As Bell argued, the capitalist system has had a corrosive effect on families and traditional societies. Sometimes the structures that it destroys need to be destroyed, and the benefits are worth the costs. But when, for example, the notion of consumer choice infiltrates families and sexuality (which it has), then big social problems follow. Sometimes the corrosions arise because the wealth capitalism generates enable people to pursue morally questionable fantasies. Sometimes the corrosions have happened because the state broke up traditional patterns of life in the name of “modernization” or “industrialization.” Capitalism’s infatuation with novelty spills over beyond the economy. (That image is a problem, since the economy is never bounded off from the rest of life in the first place.) Whatever the cause, my goal was to point out that promoting capitalism might inhibit other goals of the religious right.

In my essay, I made some noises concerning the “preferential option for the poor.” As a matter of biblical theology, this needs to be worked out carefully. Torah instructs judges to be indifferent to social class, but then the prophets constantly inveigh against Israel for abusing the poor and marginal. In my judgment, the best way to synthesize those two emphases is this: The rich and well-connected always have ways of getting fair (or better than fair) treatment in the legal system. But the poor and poorly connected get fair treatment only when the legal system is truly just. So the test is always whether the poor have a fighting chance to get justice. The wonderful Mamet film The Winslow Boy provides a dramatic illustration of the principle: A boy takes on the British Navy over a false accusation about something he did at military academy, and the boy wins!

The point is broader than the legal system, though. The test of whether our economy is healthy is not primarily a growing GDP or growing profits for the Forbes 100. The prophets devote far more attention to whether the least have their material needs taken care of. In many societies (ancient empires, the Soviet Russia, Maoist China), the top classes got wealthier and wealthier while the poor starved by millions or suffered in slavery. Those are not, obviously, just societies.

The question is: What social and economic order best promotes the good of the poor? It’s clear that the massive American welfare system is not the way to take care of the needs of the poor; quite the opposite.
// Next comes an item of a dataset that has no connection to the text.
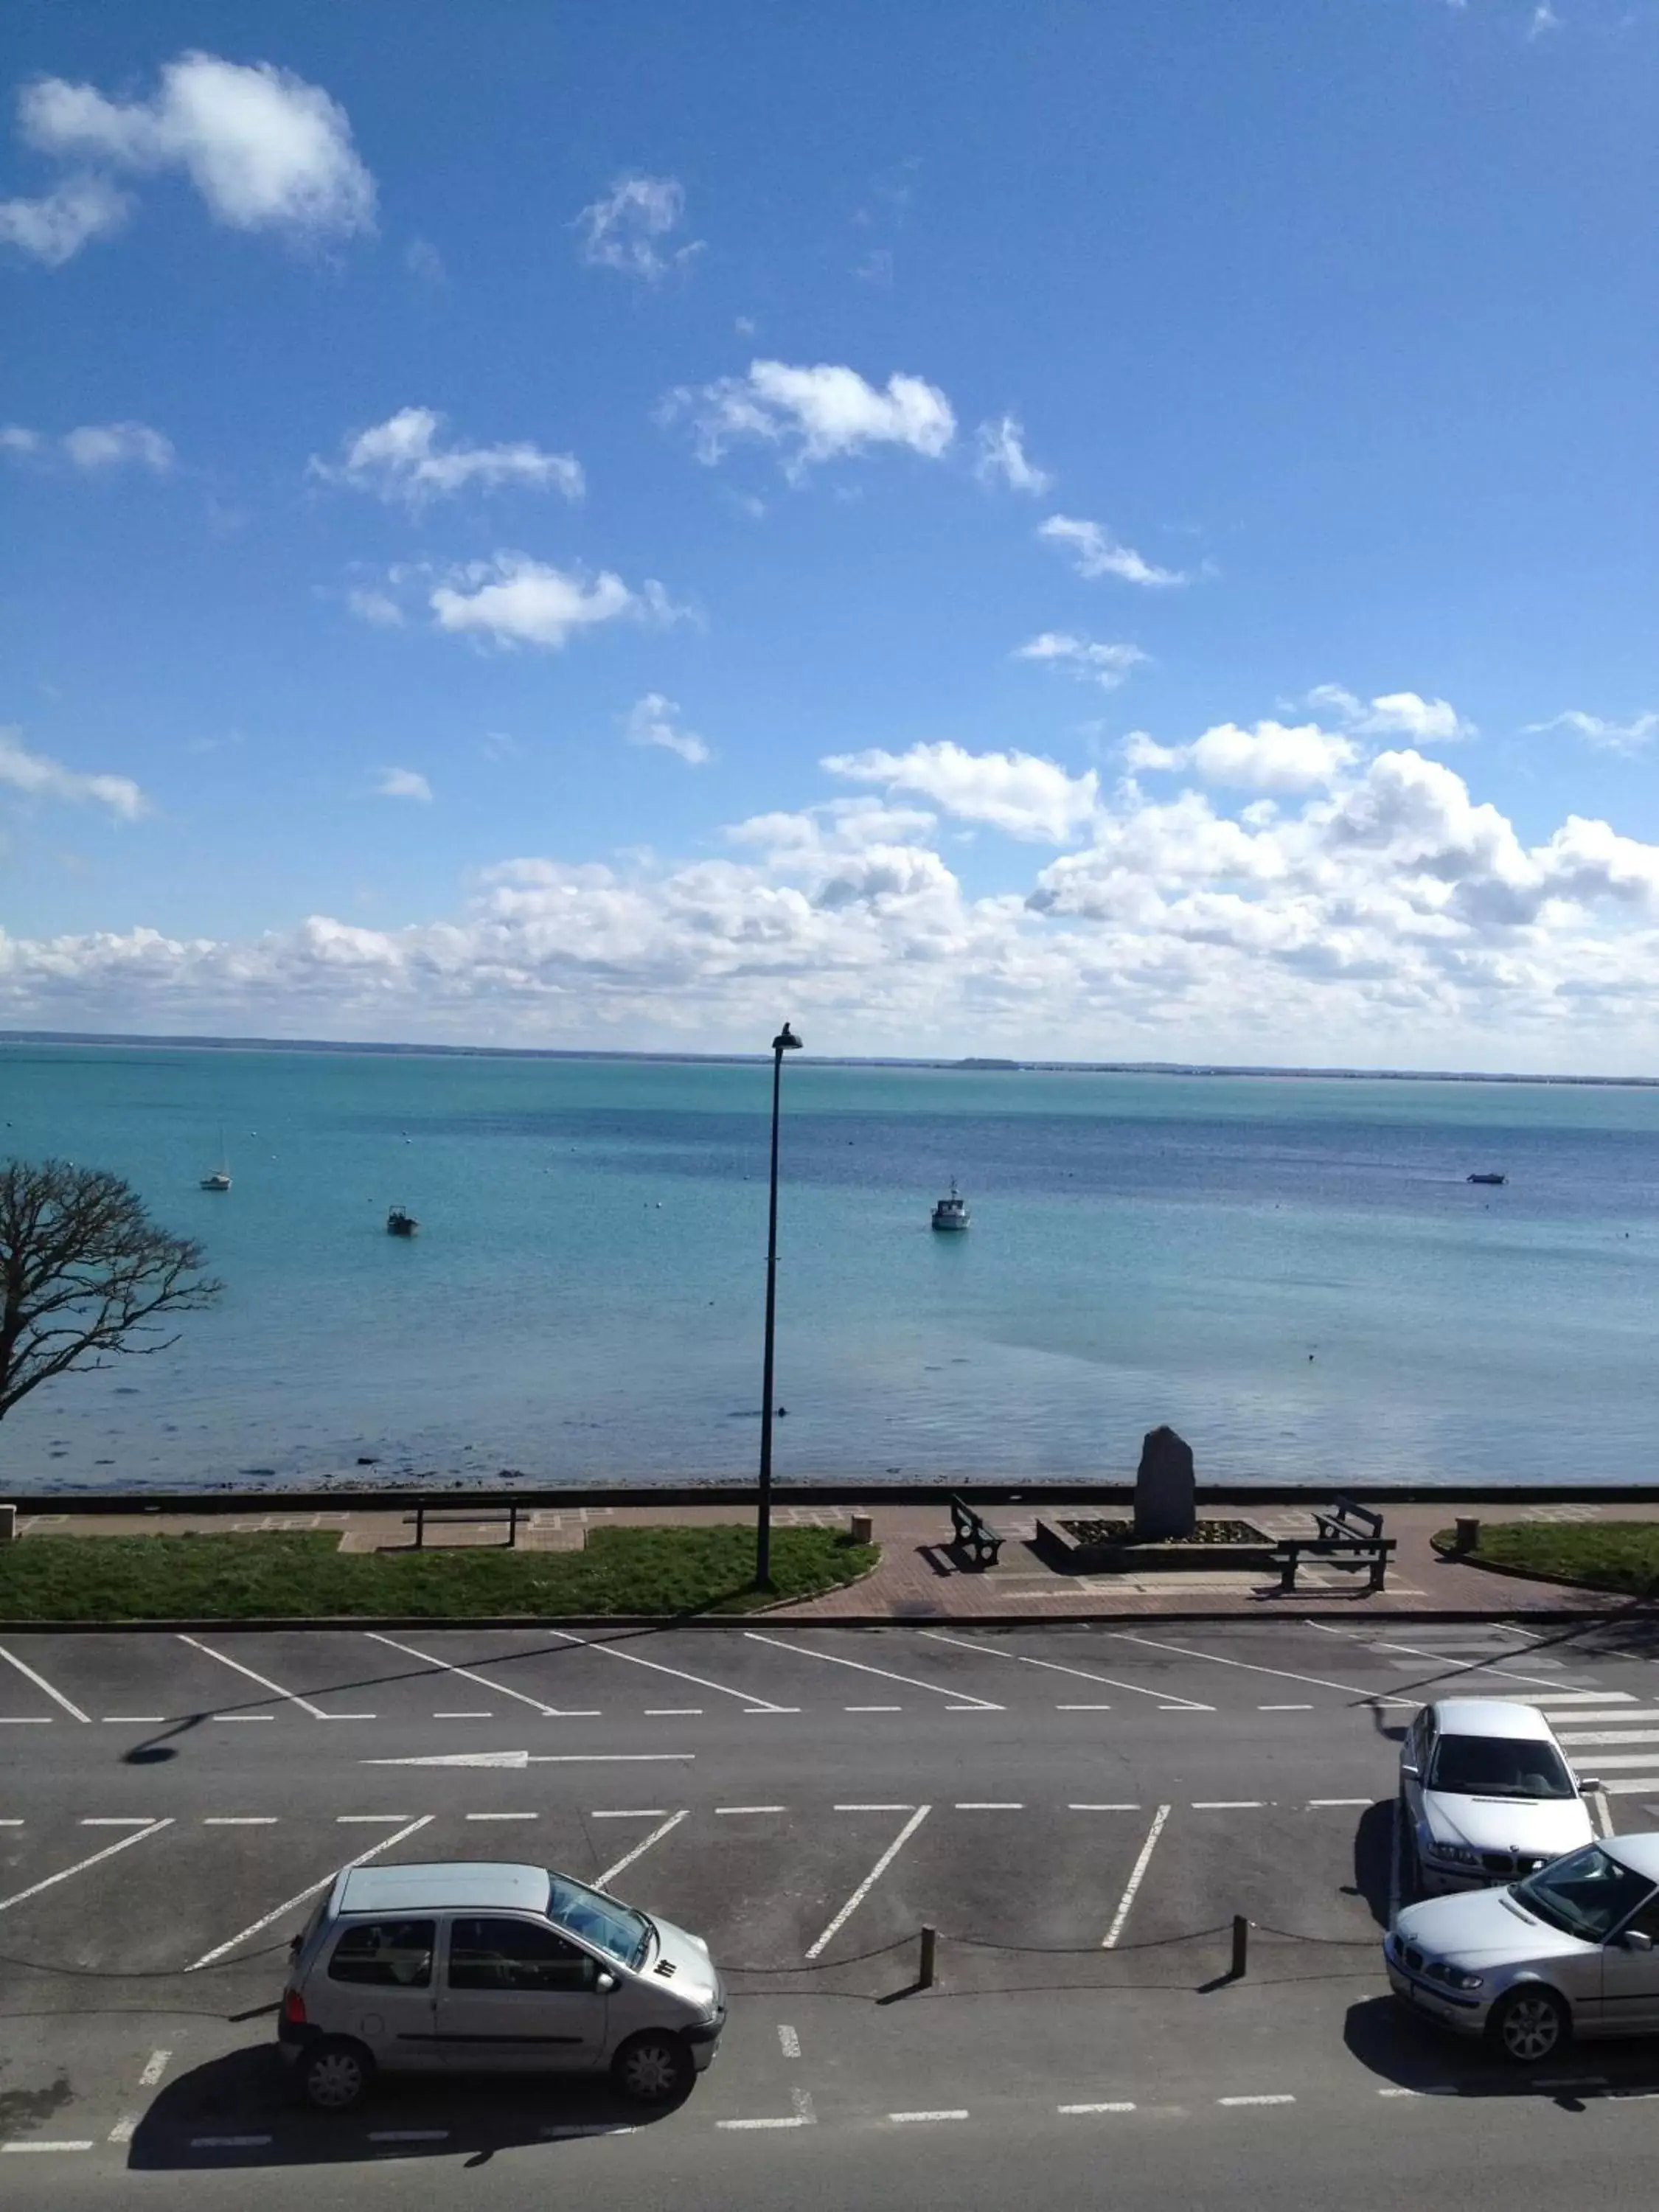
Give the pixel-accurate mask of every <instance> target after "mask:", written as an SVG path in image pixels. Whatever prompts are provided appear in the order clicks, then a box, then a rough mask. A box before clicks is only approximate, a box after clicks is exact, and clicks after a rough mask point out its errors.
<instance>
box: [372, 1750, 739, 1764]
mask: <svg viewBox="0 0 1659 2212" xmlns="http://www.w3.org/2000/svg"><path fill="white" fill-rule="evenodd" d="M695 1756H697V1752H431V1754H429V1756H425V1759H361V1761H358V1765H363V1767H591V1765H602V1767H604V1765H628V1767H633V1765H657V1763H661V1761H688V1759H695Z"/></svg>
Any statist system is dangerous, if not outright evil. Some of the basic features of capitalist economies are crucial to forming a just economy: Free markets and protection of property rights are good for the poor (as Henando de Soto has emphasized). Elijah, Isaiah, and Amos stood up for the property rights of small landowners against the machinations of the wealthy. Further, Scripture provides various models for how the church can address poverty – gleaning laws and even the Old Testament slavery laws offer much food for thought. The economic system that best secures and protects families is also the best economic system for the poor; family breakdown is often a cause of poverty, and even where it is not a cause, it regularly accompanies poverty.

Of course, there’s no either-or choice. In a just society, there are opportunities for expanding wealth and also opportunities for the poor to rise from poverty as well structures for the relief of poverty. Both are social goods, but the test of whether the society is just is the latter not the former.